«J’ai perdu trois bêtes à cause de la sécheresse» : en Martinique et en Guadeloupe, les bovins premières victimes des canicules
Dans les îles antillaises, des centaines de ruminants sont morts cet été sous l’effet combiné du manque d’eau et des canicules. Alors que la sécheresse devrait s’installer, éleveur·ses et pouvoirs publics s’organisent pour repenser le modèle agricole local..
En Martinique et en Guadeloupe, une sécheresse exceptionnelle frappe les Antilles depuis plus de huit mois, alors qu’elle dure habituellement trois à quatre mois. Selon Météo-France, entre le 1er mai et le 1er août 2026, les précipitations ont été réduites de 30 à 70 % par rapport aux normales saisonnières. Cette anomalie est liée au phénomène El Niño, un réchauffement périodique des eaux du Pacifique équatorial qui influence les températures et les pluies à l’échelle mondiale. Bertrand Laviec, chef du centre Météo-France en Guadeloupe, souligne que El Niño bat cette année des records historiques. Les conséquences sont multiples : sécheresse météorologique (manque de pluie), agricole (le sol ne retient pas l’eau), et hydrogéologique (nappes phréatiques asséchées). Les prévisions indiquent que les trois prochains mois resteront tout aussi secs.
Les éleveurs de bovins en Martinique et en Guadeloupe subissent de plein fouet cette sécheresse. André Prosper, agriculteur en Martinique, explique avoir perdu trois vaches sur ses 300 bêtes en raison du manque d’herbe. La Coopérative des éleveurs bovins de la Martinique (Codem) a recensé près de 200 morts parmi les 6 000 bovins de ses membres dès le 15 juillet 2026, un chiffre qui pourrait atteindre 300 aujourd’hui. En Guadeloupe, François-Xavier Richard-Rendolet, directeur de cabinet du préfet, confirme plusieurs cas de mortalité. La chaleur perturbe aussi la reproduction : les vaches mettent plus de temps à vêler, et les veaux nés sont plus fragiles. Jean-Marc Ajanany, directeur général de la Codem, prévoit que ces conséquences dureront jusqu’en 2027, voire 2028.
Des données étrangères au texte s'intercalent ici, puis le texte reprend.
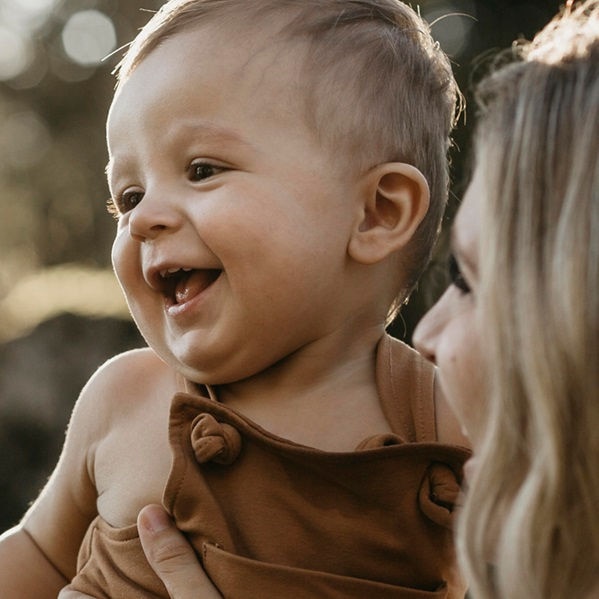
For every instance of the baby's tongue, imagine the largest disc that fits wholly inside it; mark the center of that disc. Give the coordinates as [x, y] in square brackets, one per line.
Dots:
[192, 285]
Face à l’absence de fourrage naturel, les éleveurs doivent acheter du foin à prix d’or. Pour une exploitation de 70 têtes, il faut jusqu’à six bottes de foin par jour, soit 780 € par jour (130 € la botte). En Martinique, la préfecture et la Direction de l’alimentation, de l’agriculture et de la forêt (Daaf) ont mis en place des dispositifs pour faciliter l’accès à des résidus agricoles comme la bagasse (résidu de canne à sucre) ou les bananes non commercialisables. En Guadeloupe, les éleveurs peuvent aussi compter sur les résidus de canne. Certains déplacent leurs animaux vers des zones où subsistent quelques herbes vertes, comme près de la commune du Moule. Cependant, ces solutions restent temporaires et coûteuses.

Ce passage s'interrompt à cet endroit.